|| at Aug 13, 2011 at 3:22 pm
the Identity Mapper and Reducer do what the name implies, they pretty much return their input as their output.
TeraSort relies on the sorting that is built in Hadoop's Sort&Shuffle phase.
So, the map() method in TeraSort looks like this:
map(offset, line) -> (line, _)
offset is the key to map() and represents the byte offset of the line (which is the value). map() returns the line as the key and some value which is not needed.
reduce() looks like this:
reduce(line, values) -> (line)
Again, the input is returned as is. The sort&shuffle layer between map() and reduce() guarantees that keys (lines) will come in sorted order. That's why the overall output will be the sorted input.
This all is easy when there's just one reducer. Question to make sure you understood things so far: What's the issue with more than one reducer?
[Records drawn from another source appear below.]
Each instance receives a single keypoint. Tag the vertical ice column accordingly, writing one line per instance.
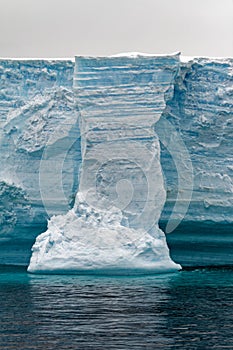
(120, 99)
(113, 227)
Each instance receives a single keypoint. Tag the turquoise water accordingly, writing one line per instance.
(184, 310)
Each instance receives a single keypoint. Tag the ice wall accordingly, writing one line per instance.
(113, 226)
(36, 115)
(201, 110)
(40, 154)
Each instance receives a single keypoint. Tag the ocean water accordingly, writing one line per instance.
(185, 310)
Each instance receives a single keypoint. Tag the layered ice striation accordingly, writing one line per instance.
(113, 226)
(40, 155)
(201, 110)
(38, 133)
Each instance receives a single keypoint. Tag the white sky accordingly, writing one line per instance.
(65, 28)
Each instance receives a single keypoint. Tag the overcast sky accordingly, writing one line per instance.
(65, 28)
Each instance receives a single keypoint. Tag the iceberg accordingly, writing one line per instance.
(113, 226)
(40, 154)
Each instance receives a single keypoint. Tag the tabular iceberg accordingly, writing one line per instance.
(113, 226)
(40, 155)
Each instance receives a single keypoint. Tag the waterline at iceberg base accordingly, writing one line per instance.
(40, 154)
(113, 227)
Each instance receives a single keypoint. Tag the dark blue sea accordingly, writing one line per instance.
(184, 310)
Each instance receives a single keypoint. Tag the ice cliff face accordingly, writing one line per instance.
(40, 155)
(36, 114)
(113, 226)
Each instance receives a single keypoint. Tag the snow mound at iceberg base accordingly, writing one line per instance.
(89, 240)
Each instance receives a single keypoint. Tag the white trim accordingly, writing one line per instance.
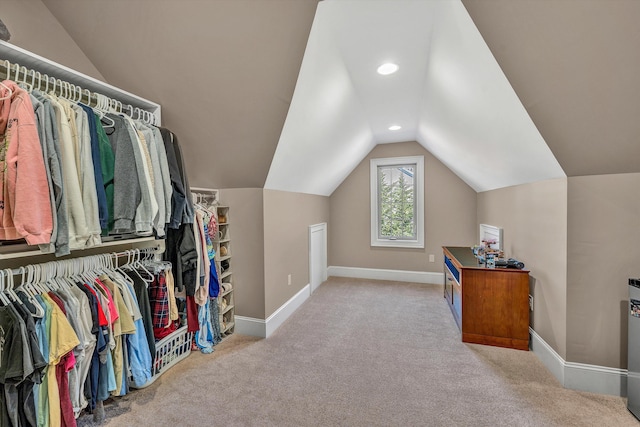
(547, 355)
(265, 328)
(418, 182)
(579, 376)
(250, 326)
(321, 227)
(380, 274)
(278, 317)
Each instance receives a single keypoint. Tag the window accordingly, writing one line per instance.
(397, 202)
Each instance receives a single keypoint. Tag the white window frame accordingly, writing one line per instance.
(419, 200)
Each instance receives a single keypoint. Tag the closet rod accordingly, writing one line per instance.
(31, 78)
(129, 252)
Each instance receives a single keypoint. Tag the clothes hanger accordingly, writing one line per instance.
(3, 298)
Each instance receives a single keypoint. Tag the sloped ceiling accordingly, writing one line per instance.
(449, 95)
(225, 72)
(575, 67)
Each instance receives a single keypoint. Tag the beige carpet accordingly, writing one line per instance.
(363, 353)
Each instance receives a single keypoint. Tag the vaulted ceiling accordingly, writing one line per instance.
(543, 89)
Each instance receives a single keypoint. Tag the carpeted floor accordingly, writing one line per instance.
(363, 353)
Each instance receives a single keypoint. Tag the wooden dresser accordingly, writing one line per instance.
(490, 305)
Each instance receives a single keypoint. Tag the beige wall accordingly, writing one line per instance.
(287, 217)
(35, 29)
(246, 229)
(604, 251)
(534, 221)
(450, 216)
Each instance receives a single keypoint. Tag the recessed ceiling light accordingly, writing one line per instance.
(388, 68)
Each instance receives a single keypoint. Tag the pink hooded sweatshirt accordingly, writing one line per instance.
(25, 207)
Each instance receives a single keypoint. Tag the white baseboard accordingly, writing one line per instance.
(579, 376)
(264, 328)
(381, 274)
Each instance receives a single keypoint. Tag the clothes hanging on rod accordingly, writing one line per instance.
(90, 341)
(88, 170)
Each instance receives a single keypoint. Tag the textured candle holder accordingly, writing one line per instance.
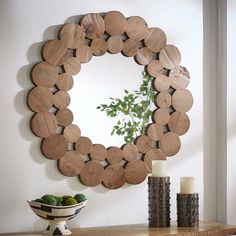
(159, 201)
(187, 210)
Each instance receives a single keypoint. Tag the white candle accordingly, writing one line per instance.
(159, 168)
(187, 185)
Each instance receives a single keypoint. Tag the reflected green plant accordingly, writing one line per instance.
(133, 110)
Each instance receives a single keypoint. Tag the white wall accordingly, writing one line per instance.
(24, 172)
(231, 113)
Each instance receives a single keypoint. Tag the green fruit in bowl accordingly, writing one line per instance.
(80, 197)
(70, 201)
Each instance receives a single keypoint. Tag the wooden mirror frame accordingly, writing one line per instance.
(62, 58)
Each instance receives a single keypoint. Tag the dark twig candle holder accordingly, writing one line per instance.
(159, 201)
(187, 210)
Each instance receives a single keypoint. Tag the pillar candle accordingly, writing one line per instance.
(187, 185)
(159, 168)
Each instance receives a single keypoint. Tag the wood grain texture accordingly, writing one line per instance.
(155, 131)
(44, 74)
(163, 100)
(94, 25)
(84, 54)
(155, 39)
(130, 151)
(64, 117)
(99, 47)
(40, 99)
(161, 116)
(71, 164)
(179, 77)
(135, 172)
(43, 124)
(153, 154)
(130, 48)
(143, 143)
(161, 83)
(179, 123)
(72, 66)
(92, 174)
(65, 82)
(170, 143)
(72, 133)
(98, 152)
(182, 100)
(55, 52)
(73, 35)
(155, 68)
(144, 56)
(115, 23)
(83, 145)
(170, 56)
(114, 155)
(114, 176)
(137, 28)
(54, 146)
(61, 99)
(115, 44)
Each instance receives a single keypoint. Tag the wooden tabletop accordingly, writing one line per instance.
(204, 229)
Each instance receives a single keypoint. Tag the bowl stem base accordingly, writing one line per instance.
(57, 228)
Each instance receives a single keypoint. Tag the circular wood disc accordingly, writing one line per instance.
(130, 151)
(130, 48)
(61, 99)
(99, 47)
(115, 23)
(179, 123)
(170, 56)
(115, 44)
(155, 131)
(182, 100)
(92, 174)
(40, 99)
(170, 143)
(83, 145)
(84, 54)
(94, 26)
(64, 117)
(143, 143)
(72, 66)
(153, 154)
(179, 77)
(155, 68)
(144, 56)
(137, 28)
(155, 39)
(114, 155)
(71, 164)
(65, 82)
(163, 100)
(43, 124)
(114, 176)
(73, 35)
(161, 116)
(161, 83)
(135, 172)
(98, 152)
(72, 133)
(55, 52)
(54, 146)
(44, 74)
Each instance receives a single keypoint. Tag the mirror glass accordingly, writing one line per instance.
(102, 78)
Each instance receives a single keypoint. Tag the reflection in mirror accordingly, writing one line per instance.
(100, 80)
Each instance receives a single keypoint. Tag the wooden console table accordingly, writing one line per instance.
(204, 229)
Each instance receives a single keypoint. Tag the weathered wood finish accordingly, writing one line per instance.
(77, 43)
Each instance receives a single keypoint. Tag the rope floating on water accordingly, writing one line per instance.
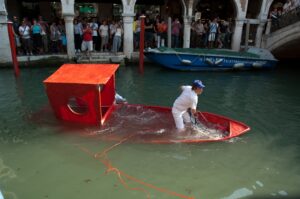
(102, 156)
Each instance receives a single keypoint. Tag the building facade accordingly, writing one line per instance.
(247, 15)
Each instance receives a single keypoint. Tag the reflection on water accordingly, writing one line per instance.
(41, 157)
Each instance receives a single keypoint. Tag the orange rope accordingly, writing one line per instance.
(102, 156)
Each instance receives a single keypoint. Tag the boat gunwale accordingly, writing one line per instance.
(209, 55)
(246, 128)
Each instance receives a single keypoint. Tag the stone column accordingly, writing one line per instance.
(68, 14)
(268, 28)
(186, 31)
(237, 35)
(5, 55)
(259, 33)
(70, 35)
(128, 34)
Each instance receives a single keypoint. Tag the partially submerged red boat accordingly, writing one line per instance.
(155, 124)
(85, 93)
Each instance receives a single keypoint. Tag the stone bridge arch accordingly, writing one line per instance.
(284, 42)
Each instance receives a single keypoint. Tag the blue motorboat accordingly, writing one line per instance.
(198, 59)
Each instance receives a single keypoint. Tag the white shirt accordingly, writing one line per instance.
(94, 27)
(103, 30)
(118, 32)
(187, 99)
(25, 32)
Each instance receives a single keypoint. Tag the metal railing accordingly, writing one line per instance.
(286, 19)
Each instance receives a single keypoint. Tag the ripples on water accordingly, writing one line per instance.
(39, 154)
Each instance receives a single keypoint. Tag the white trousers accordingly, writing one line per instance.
(180, 117)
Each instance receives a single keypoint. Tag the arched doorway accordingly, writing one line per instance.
(217, 8)
(173, 9)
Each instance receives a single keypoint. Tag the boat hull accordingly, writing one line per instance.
(155, 124)
(204, 61)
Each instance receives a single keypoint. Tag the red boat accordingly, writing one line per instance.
(85, 93)
(155, 124)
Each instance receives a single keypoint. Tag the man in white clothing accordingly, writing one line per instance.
(188, 99)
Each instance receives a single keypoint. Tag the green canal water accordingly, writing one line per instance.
(42, 158)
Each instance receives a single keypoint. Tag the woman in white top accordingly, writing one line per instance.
(188, 99)
(103, 32)
(117, 38)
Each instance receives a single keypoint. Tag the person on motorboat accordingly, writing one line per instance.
(188, 99)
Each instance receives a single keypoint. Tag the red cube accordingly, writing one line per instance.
(82, 93)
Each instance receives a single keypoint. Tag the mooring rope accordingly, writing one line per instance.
(102, 156)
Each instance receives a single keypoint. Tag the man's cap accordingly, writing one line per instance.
(198, 83)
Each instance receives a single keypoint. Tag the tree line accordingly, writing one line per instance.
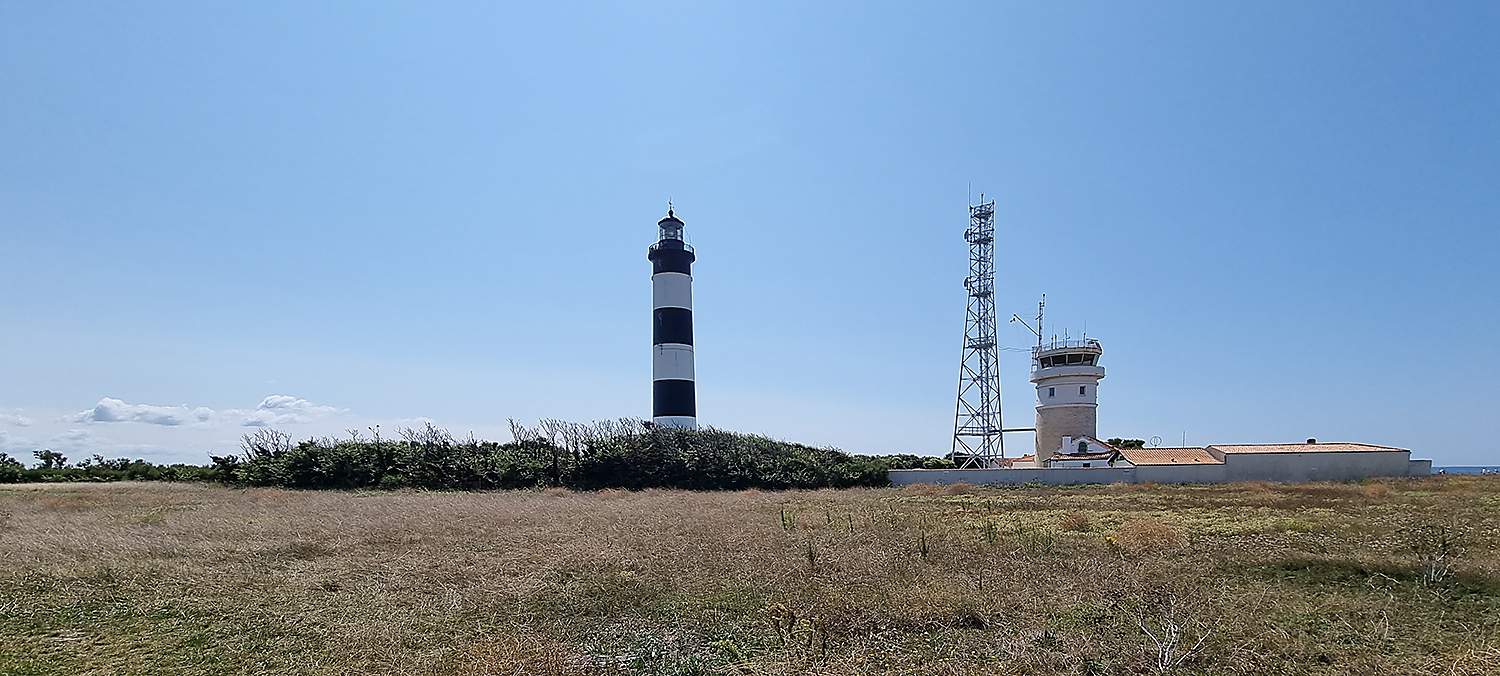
(608, 454)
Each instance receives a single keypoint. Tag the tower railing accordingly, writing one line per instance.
(1065, 343)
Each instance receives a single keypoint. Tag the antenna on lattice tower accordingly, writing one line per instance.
(977, 432)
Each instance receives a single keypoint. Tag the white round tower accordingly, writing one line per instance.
(1067, 375)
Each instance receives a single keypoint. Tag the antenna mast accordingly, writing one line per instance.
(977, 439)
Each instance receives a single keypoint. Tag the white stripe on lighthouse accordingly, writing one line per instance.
(672, 361)
(672, 290)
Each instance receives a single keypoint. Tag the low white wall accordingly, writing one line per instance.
(1238, 466)
(1316, 466)
(1049, 475)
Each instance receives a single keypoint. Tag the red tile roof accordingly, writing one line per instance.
(1302, 448)
(1169, 456)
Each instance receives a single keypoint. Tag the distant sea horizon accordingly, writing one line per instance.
(1467, 469)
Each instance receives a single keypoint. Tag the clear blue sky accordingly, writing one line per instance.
(1280, 218)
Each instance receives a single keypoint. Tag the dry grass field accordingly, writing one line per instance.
(1386, 577)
Am 13.08.2011 um 17:10 schrieb Sean Hogan:
Thanks for the link, but it hasn't helped answer my original question - that
Sort.java seems to use IdentityMapper and IdentityReducer. Perhaps it is the
Sort.java that is used when executing the below command, but I can't figure
out what it actually uses for the mapper and reducer. It's entirely possible
I'm just missing something obvious.
I'm interested in seeing how the map and reduce fits into sorting with the
$ hadoop jar hadoop-*-examples.jar sort input output
I'd appreciate it if someone could explain what mappers/reducers are used in
that above command (link to the implementation of whatever sort they use and
how it fits into MapReduce)